The review document looks roughly like this:

  review: {
    reviewid: String,
    userid: String,
    reviewRating: Int,
    reviewContent: String,
    replies: [Reply]


The reply object looks like this:

  reply: {
    userid: String,
    reviewid: String,
    replyid: String,
    replyContent: String

I'm not sure which route to take with how to store user replies. On the one hand it will be super convenient to store an array of reply objects in the review document (1). On the other hand I feel it will be more stable and organized to save replies as separate documents in the db (2).

In case 1 I get the benefit of mongodb flexibility and I will not need to make db lookups.

In case 2 I thought to add previous: ObjectId and next: ObjectId fields to each reply. Then the review will only be linked to the first reply in the chain. In case 2 there will be more lookups for replies as I will have to iterate next all the time. It won't take a lot of time to get the next reply though because mongodb creates an index by default on id fields. Another disadvantage is that in order to count the number of replies per review I will need to make as many db lookups to db as there're replies unless I keep the count as a field in review and make sure to increment/decrement it each time (more complexity).

So on the face of it the first route is better in terms of performance. The main disadvantage of it is that replies order is a bit volatile in the sense that it's just an array. I also instinctively feel the first route is "flimsy" because the replies are not an actual document in the db without their own id.

I'm looking for suggestions on what the best practice would be here.


2 Answers 2


You should store the replies as its own document because you can get scaling problems if storing with the review.
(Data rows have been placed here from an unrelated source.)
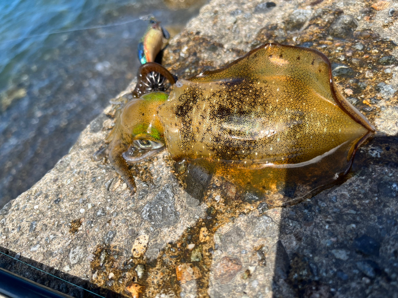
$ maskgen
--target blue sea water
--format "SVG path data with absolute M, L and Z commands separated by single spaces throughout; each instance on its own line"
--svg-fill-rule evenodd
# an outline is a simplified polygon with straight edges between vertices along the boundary
M 173 10 L 162 0 L 0 2 L 0 208 L 66 154 L 136 75 L 147 25 L 140 17 L 183 25 L 199 8 Z

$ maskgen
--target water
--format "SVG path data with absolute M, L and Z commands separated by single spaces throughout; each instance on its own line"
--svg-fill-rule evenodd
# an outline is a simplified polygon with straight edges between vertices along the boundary
M 136 75 L 147 25 L 140 17 L 183 26 L 204 1 L 193 2 L 174 10 L 161 0 L 1 2 L 0 208 L 52 168 Z

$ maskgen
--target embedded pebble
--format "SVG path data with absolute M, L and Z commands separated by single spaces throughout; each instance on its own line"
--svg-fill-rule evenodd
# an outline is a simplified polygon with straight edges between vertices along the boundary
M 332 249 L 332 253 L 336 258 L 343 261 L 347 261 L 348 259 L 349 251 L 345 249 Z
M 357 266 L 362 273 L 369 277 L 373 278 L 376 276 L 375 269 L 378 269 L 377 264 L 369 260 L 357 262 Z
M 224 257 L 214 269 L 214 278 L 221 284 L 229 282 L 242 269 L 240 260 L 231 257 Z
M 29 226 L 29 233 L 31 232 L 33 232 L 36 229 L 36 226 L 37 225 L 37 223 L 35 220 L 33 221 L 30 223 L 30 225 Z
M 395 10 L 392 7 L 388 10 L 388 16 L 390 18 L 392 18 L 394 16 L 394 13 L 395 12 Z
M 355 98 L 355 97 L 347 97 L 347 99 L 351 103 L 351 105 L 354 106 L 356 105 L 357 104 L 359 101 L 358 99 Z
M 137 265 L 135 270 L 135 272 L 137 273 L 137 276 L 138 277 L 138 278 L 142 279 L 145 272 L 145 267 L 142 264 L 140 264 Z
M 201 245 L 195 248 L 191 253 L 191 262 L 200 262 L 202 260 Z
M 33 246 L 30 248 L 31 251 L 35 251 L 37 249 L 38 249 L 40 247 L 40 244 L 36 244 L 36 245 L 34 245 Z
M 330 25 L 329 34 L 338 38 L 350 37 L 358 27 L 358 22 L 351 16 L 343 15 L 339 17 Z
M 387 85 L 385 83 L 379 83 L 375 86 L 377 91 L 380 92 L 383 97 L 388 97 L 396 92 L 391 85 Z
M 86 249 L 80 245 L 76 246 L 70 250 L 69 253 L 69 261 L 71 265 L 75 265 L 81 263 L 87 255 Z
M 201 242 L 204 242 L 207 241 L 209 239 L 209 231 L 206 227 L 202 227 L 200 228 L 200 232 L 199 233 L 199 241 Z
M 100 209 L 97 211 L 97 217 L 101 217 L 101 216 L 105 216 L 106 215 L 106 212 L 105 212 L 105 210 L 104 210 L 103 208 L 100 208 Z
M 263 12 L 269 12 L 272 8 L 276 6 L 276 4 L 273 2 L 266 2 L 260 3 L 257 4 L 257 6 L 254 8 L 254 13 L 261 14 Z
M 398 60 L 394 56 L 385 56 L 378 59 L 378 62 L 383 65 L 389 65 L 391 64 L 396 64 L 398 63 Z
M 131 248 L 133 256 L 135 258 L 141 257 L 146 251 L 149 236 L 147 235 L 141 235 L 134 240 L 134 243 Z
M 105 244 L 110 244 L 113 238 L 116 235 L 116 231 L 109 231 L 103 237 L 103 242 Z
M 354 247 L 365 255 L 378 257 L 380 243 L 372 237 L 364 235 L 354 240 Z
M 142 208 L 141 216 L 156 227 L 174 224 L 179 218 L 179 213 L 174 206 L 175 201 L 173 187 L 165 184 L 153 199 Z
M 309 18 L 311 10 L 297 9 L 294 11 L 286 21 L 286 28 L 288 30 L 298 30 L 302 27 Z
M 176 274 L 178 280 L 181 284 L 187 281 L 197 279 L 202 277 L 199 268 L 189 263 L 182 263 L 176 267 Z
M 362 51 L 363 49 L 364 46 L 361 43 L 357 43 L 353 46 L 353 47 L 355 50 Z
M 334 76 L 352 78 L 355 76 L 355 72 L 349 66 L 342 63 L 332 64 L 332 74 Z

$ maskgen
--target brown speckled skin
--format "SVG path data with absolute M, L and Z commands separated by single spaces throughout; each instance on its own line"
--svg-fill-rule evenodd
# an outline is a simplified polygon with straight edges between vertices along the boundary
M 326 56 L 275 44 L 178 81 L 158 114 L 173 159 L 277 205 L 346 173 L 375 131 L 337 89 Z

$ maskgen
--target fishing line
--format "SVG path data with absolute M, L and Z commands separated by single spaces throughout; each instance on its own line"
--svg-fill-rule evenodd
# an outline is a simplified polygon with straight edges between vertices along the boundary
M 81 28 L 78 29 L 70 29 L 70 30 L 66 30 L 62 31 L 56 31 L 53 32 L 50 32 L 49 33 L 43 33 L 41 34 L 36 34 L 35 35 L 30 35 L 27 36 L 25 36 L 23 37 L 19 37 L 18 38 L 14 38 L 12 39 L 8 39 L 7 40 L 5 40 L 3 41 L 0 41 L 0 45 L 2 43 L 9 43 L 10 41 L 15 41 L 17 40 L 22 40 L 23 39 L 26 39 L 27 38 L 32 38 L 33 37 L 37 37 L 40 36 L 47 36 L 48 35 L 51 35 L 52 34 L 58 34 L 60 33 L 67 33 L 68 32 L 72 32 L 74 31 L 80 31 L 83 30 L 89 30 L 90 29 L 97 29 L 101 28 L 107 28 L 108 27 L 111 27 L 114 26 L 120 26 L 122 25 L 126 25 L 126 24 L 129 24 L 131 23 L 133 23 L 136 22 L 137 21 L 141 20 L 145 20 L 150 18 L 151 17 L 153 16 L 152 15 L 149 15 L 148 16 L 144 16 L 142 17 L 140 17 L 139 18 L 135 19 L 134 19 L 130 20 L 130 21 L 127 21 L 125 22 L 121 22 L 121 23 L 116 23 L 113 24 L 109 24 L 108 25 L 104 25 L 101 26 L 96 26 L 92 27 L 86 27 L 85 28 Z
M 33 268 L 34 268 L 35 269 L 37 269 L 37 270 L 39 270 L 39 271 L 41 271 L 43 273 L 46 273 L 47 274 L 48 274 L 49 275 L 51 275 L 52 277 L 55 277 L 56 278 L 58 279 L 60 279 L 61 280 L 62 280 L 62 281 L 64 281 L 65 282 L 67 282 L 69 284 L 71 284 L 72 286 L 77 286 L 78 288 L 80 288 L 82 289 L 82 290 L 84 290 L 85 291 L 87 291 L 87 292 L 89 292 L 91 293 L 92 294 L 94 294 L 94 295 L 95 295 L 96 296 L 98 296 L 98 297 L 100 297 L 101 298 L 105 298 L 105 297 L 103 297 L 103 296 L 101 296 L 100 295 L 98 295 L 98 294 L 96 294 L 96 293 L 94 293 L 93 292 L 92 292 L 90 290 L 87 290 L 87 289 L 85 289 L 84 288 L 82 288 L 82 287 L 80 286 L 78 286 L 77 284 L 74 284 L 72 283 L 72 282 L 68 282 L 67 280 L 65 280 L 64 279 L 62 279 L 60 277 L 59 277 L 57 276 L 55 276 L 55 275 L 54 275 L 51 274 L 51 273 L 49 273 L 48 272 L 46 272 L 46 271 L 44 271 L 43 270 L 42 270 L 41 269 L 39 269 L 39 268 L 36 268 L 36 267 L 35 267 L 34 266 L 33 266 L 33 265 L 30 265 L 29 264 L 28 264 L 27 263 L 25 263 L 25 262 L 23 262 L 23 261 L 21 261 L 20 260 L 18 260 L 18 259 L 16 259 L 15 257 L 12 257 L 10 255 L 8 255 L 6 253 L 3 253 L 2 251 L 0 251 L 0 253 L 2 253 L 3 255 L 6 255 L 7 257 L 10 257 L 11 258 L 11 259 L 13 259 L 14 260 L 16 260 L 18 262 L 20 262 L 21 263 L 23 263 L 23 264 L 25 264 L 25 265 L 27 265 L 28 266 L 30 266 L 30 267 L 31 267 Z

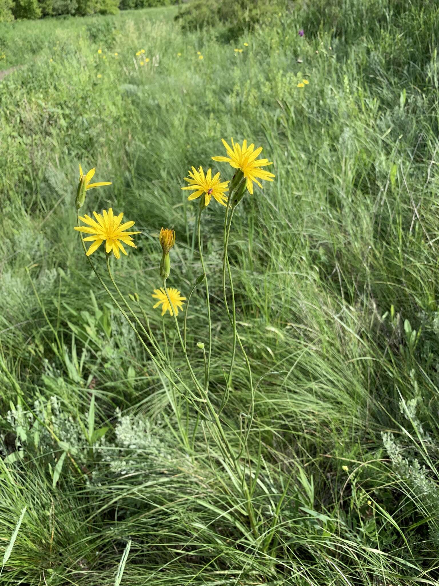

This is an important part of DDD where it is called a consistency boundary.

I assume you want multiple users to be able to post a reply independently of each other. If you are storing them together you can risk some replies fail just because another user posted a reply at the same time which doesn't make any sense.

Also if there suddenly comes a big number of replies for a review your system would have to handle maybe 1000 replies in the same document which is not ideal either.

  • Why if there're 2 users who want to make a reply simultaneously there's a risk of failure? Mongo will queue subsequent updates for a given document (dba.stackexchange.com/a/175007/156795)
    – Yos
    Jan 14, 2020 at 7:32
  • The question is not tagged with mongodb but with generic document-databases tags so I applied a general approach where I assume normal optimistic concurrency. I don't know how mongo does it in this case. Would it just overwrite the first update or try and do a complicated merge. In either case it is a problem that goes away when saving separately Jan 14, 2020 at 7:57

While I aggree with Esben, that from a domain perspective the replies should be separate objects, you specifically ask about mongo, which is a totally different beast. For mongo, you should design your database not by looking at the storage of objects, but at the queries you make.

That being said, when you need to query a review together with its replies, to show them in one page, you should definitely store them in a single object. This does not necessarily mean, that this is the only place where you store the replies. (Redundancy is OK in mongodb - this is not a relational database!)

What you still have to think about is, what happens when the single document gets too large. (There still is the limit of 16 MB per document.) A common pattern is having a continuation marker, i.e.

    review: {
        reviewid: 00001,
        is_main_document: true,
        replies: [...],
        more_replies: 00002
    review: {
        reviewid: 00002,
        ismaindocument: false,
        replies: [...]

This priniciple continues on to other aspects. E.g. you have a userid in your reply object. If you actually want to display the name and city of the user, you should add a user_name and user_location there, so that you don't have to do additional database roundtrips when reading.

If a user moves to a different city, then yes, you'll have to update maybe 1000 documents. This is OK. In mongo, optimize for the normal case. And for most web applications, this means, optimize for the normal reading page-impression, which occurs a millon times more than actual data changes.

If you start to cringe now (which I understand, starting out with mongo I also did that), there's two basic possibilities:

  • use a relational database instead
  • add another layer, i.e. keep your reviews and replies in separate objects/collections, and add a view-presentation object, which you rebuild every time a change in either review or reply occurs.